In ways no speaker had before, the M6 showed me the true extent of Krug’s uncanny vocal variability. I was really impressed by how the Swans feathered out each nuance and detail with apparent nonchalance, i.e. without any emphasis in the respective registers. On "Sonntag" for example Krug exploits a solo passage to transform his voice into a type of human tenor sax. Jazz would call it scatting but to pin Krug with that tattered label would be insulting given the extremely self-conscious utterly unnecessary stuttering of others who simply want to feel very jazzy for a moment. Not Krug. "Wop Wop Wopdeewop" he goes for 16 long bars in which he transforms his pipe into a virile buck in heat.


It didn’t matter one iota that Krug occasionally pushed the vocal track of the open-reel recorder into saturation and minor overload. Here it simply added extra spice and over the M6 made for massive fun. Krug’s voluminous baritone had depth, impact and mass. All this changed on "Baden gehen" on lyrics already and the accompanying Dada-ist musical character. Here Krug sings in a seductive head voice. Again the M6 tracked the tiniest dynamic gradations and timbre nuances of his vocal exploits which are so fetchingly liberated from the usual studio chicanery. Sibilants had authentic bite to weave the voice into the surrounding action without feeling highlighted or foregrounded. In general vocal differentiation was a true forté of the Swans. I’d recommend to listen to the M6 with an older recording that was cut pre compression limiters. The scope of nuance on tap will truly shock you.

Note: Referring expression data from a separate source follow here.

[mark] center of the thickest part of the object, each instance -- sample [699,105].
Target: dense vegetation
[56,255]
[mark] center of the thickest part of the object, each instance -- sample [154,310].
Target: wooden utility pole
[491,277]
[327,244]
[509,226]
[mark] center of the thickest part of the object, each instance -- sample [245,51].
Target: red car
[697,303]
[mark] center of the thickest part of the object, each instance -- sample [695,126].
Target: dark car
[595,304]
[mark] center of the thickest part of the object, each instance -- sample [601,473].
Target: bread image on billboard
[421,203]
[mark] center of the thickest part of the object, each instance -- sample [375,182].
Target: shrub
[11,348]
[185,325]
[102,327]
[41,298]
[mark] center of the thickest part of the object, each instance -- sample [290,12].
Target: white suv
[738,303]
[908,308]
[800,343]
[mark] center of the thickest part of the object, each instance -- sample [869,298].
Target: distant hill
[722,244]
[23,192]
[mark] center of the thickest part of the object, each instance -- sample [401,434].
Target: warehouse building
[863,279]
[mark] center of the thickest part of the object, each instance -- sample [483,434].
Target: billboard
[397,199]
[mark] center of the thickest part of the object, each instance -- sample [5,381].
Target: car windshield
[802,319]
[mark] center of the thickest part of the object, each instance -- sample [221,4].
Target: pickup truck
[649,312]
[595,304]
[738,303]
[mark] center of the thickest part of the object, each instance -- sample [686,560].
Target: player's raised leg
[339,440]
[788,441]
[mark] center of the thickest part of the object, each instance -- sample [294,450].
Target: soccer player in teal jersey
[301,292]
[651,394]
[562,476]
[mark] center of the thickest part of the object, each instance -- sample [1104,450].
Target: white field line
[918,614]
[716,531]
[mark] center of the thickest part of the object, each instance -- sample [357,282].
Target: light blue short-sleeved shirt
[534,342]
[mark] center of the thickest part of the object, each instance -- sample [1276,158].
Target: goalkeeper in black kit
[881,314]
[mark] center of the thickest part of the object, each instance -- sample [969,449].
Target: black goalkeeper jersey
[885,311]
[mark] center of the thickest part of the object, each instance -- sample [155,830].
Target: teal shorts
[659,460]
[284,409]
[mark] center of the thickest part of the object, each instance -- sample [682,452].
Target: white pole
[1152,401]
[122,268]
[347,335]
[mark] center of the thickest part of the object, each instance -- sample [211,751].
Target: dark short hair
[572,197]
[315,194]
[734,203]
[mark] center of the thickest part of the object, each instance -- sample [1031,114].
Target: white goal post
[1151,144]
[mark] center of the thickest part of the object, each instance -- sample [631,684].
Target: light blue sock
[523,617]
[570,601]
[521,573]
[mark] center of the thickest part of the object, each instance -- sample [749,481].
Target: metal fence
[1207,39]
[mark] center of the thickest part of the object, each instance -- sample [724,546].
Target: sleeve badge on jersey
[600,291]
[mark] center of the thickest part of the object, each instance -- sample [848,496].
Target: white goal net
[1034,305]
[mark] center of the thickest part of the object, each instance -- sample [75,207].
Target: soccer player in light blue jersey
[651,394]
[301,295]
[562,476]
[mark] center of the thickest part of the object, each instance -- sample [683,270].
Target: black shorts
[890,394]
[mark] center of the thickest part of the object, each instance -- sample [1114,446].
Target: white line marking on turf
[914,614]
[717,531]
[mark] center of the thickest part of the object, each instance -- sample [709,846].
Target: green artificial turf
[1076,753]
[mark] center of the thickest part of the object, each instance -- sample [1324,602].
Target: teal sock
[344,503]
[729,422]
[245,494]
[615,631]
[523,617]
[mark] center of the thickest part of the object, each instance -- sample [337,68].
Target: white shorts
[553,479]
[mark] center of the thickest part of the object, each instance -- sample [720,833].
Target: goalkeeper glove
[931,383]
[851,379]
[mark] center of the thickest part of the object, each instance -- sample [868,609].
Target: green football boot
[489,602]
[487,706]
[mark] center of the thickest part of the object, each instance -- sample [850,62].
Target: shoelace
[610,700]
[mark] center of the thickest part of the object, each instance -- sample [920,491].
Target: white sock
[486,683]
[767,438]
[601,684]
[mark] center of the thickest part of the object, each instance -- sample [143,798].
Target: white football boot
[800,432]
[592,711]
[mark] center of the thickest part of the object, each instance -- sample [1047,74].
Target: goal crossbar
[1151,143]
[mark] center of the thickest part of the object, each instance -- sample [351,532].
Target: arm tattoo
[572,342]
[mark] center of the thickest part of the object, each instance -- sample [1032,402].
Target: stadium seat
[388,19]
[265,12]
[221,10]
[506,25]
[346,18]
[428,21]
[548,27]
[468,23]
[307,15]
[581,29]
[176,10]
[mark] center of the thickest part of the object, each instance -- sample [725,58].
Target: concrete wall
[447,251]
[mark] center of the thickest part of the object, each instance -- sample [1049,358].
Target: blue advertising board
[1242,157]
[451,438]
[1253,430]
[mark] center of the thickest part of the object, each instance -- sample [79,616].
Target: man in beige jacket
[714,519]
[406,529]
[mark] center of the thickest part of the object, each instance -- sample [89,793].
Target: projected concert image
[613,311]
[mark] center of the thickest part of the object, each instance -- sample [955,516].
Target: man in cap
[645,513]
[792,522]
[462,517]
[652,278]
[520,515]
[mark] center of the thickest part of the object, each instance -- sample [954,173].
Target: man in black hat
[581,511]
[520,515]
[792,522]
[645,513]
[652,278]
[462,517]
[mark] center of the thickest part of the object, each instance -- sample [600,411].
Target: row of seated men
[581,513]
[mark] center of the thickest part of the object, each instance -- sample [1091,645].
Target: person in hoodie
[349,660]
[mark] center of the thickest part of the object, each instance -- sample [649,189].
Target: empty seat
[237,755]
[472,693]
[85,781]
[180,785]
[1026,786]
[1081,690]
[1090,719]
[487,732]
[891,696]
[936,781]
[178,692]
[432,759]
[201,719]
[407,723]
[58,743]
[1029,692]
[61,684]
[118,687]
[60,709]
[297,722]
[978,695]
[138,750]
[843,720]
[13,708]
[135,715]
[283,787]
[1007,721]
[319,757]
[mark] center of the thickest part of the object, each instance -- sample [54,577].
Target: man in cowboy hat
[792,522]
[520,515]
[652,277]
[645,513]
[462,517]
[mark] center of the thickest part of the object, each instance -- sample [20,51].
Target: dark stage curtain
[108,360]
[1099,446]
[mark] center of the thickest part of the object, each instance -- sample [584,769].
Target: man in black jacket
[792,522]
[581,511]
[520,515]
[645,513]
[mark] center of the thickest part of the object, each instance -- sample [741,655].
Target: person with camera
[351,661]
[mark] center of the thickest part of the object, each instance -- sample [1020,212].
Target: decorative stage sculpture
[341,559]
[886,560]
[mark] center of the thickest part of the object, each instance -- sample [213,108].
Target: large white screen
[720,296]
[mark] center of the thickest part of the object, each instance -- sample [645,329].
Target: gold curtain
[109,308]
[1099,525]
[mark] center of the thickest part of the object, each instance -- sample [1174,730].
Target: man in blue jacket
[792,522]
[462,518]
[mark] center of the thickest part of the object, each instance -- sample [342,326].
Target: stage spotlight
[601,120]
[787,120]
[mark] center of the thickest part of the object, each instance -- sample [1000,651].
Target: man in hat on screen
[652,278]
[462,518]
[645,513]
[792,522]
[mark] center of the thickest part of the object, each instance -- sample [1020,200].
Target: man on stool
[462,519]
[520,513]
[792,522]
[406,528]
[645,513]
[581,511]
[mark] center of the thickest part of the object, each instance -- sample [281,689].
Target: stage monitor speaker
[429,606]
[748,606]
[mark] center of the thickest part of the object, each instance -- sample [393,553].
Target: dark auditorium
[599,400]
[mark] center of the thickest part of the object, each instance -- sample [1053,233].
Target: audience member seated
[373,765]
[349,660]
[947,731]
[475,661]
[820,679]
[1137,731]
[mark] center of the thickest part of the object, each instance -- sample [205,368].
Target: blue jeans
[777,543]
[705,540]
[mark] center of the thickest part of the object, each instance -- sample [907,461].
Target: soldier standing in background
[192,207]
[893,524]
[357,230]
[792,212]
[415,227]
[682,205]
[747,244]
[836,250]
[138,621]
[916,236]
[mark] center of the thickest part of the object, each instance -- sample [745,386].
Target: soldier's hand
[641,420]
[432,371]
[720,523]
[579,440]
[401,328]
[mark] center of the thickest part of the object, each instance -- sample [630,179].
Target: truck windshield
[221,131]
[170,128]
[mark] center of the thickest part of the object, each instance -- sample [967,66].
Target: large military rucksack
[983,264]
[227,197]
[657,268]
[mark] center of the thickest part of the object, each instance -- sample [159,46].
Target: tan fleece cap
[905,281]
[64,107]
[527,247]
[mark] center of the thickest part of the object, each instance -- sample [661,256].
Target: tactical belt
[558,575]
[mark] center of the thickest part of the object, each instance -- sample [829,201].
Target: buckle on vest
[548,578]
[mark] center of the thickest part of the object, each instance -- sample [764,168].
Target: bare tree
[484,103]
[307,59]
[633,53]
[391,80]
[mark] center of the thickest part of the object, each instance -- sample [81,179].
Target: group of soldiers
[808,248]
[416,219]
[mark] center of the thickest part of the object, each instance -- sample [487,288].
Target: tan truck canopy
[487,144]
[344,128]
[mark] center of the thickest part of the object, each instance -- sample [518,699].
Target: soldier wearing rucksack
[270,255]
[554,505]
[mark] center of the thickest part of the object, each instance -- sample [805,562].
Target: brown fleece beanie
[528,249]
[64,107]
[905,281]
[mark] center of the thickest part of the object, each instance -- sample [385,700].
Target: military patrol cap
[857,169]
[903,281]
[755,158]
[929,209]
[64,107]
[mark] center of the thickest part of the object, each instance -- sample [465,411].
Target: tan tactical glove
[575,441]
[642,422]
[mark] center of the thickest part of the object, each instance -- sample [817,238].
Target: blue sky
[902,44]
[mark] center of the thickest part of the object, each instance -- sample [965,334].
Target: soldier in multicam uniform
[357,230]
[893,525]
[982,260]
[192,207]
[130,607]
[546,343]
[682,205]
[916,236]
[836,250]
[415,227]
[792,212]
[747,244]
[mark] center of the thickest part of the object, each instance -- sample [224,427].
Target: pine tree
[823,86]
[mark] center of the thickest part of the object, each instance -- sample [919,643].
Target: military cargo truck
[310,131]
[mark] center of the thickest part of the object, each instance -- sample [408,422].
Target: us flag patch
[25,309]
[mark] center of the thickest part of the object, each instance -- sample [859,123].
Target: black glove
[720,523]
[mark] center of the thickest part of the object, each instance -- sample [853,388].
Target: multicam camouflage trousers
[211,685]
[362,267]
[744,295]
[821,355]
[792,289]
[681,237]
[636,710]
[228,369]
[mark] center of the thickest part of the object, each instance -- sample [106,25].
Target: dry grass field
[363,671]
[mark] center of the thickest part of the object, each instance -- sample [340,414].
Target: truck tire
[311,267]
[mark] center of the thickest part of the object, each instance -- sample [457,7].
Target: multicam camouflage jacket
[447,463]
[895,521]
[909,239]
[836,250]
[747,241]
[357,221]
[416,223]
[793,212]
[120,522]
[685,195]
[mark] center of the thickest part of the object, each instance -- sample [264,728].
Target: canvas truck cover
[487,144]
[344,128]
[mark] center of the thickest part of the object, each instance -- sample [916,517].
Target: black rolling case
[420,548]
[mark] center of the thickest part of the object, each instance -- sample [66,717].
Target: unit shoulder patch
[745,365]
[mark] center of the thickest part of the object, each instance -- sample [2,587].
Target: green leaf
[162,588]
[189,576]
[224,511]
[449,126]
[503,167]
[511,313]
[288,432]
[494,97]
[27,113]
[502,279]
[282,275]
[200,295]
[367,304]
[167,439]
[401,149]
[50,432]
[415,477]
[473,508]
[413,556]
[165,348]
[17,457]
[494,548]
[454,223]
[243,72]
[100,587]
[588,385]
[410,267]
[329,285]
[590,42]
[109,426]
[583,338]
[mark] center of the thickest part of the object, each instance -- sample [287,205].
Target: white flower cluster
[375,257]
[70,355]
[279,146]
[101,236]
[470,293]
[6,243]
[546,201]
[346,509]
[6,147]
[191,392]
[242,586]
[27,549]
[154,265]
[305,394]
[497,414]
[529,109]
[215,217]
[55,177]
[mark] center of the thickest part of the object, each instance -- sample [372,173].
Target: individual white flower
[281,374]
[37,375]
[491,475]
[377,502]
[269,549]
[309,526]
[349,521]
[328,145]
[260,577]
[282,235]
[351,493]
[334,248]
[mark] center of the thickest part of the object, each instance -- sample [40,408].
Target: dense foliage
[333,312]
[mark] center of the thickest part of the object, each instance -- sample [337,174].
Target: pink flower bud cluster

I was equally smitten with soundstaging to believe that the deliberately broad off-axis response cultivated with the two top drivers behaved as promised. I actually noted this with the very first bar the M6 produced whilst I was engrossed in a Monopoly session with my daughter. For that we enjoy hunkering down on the living room floor where said Manfred Krug album often accompanies us. This entails me sitting more or less directly in front of the left speaker. Though the right M6 stood 3 meters removed and blew into the room past rather than at me, the Swans still managed a respectable degree of dimensional soundstaging. This album pans the guitars, brass, strings and piano across a rather generous stereo panorama and particularly so for the female backup chorus which sneaks into the action here and there. All this translated surprisingly well despite my truly disadvantageous listening position. Obviously the M6 too has its real sweet spot but a lot of pleasure gets shared with even very sub-optimal conditions. This I found very sympathetic to consider it a solid contributor to the real-life usefulness of this speaker design.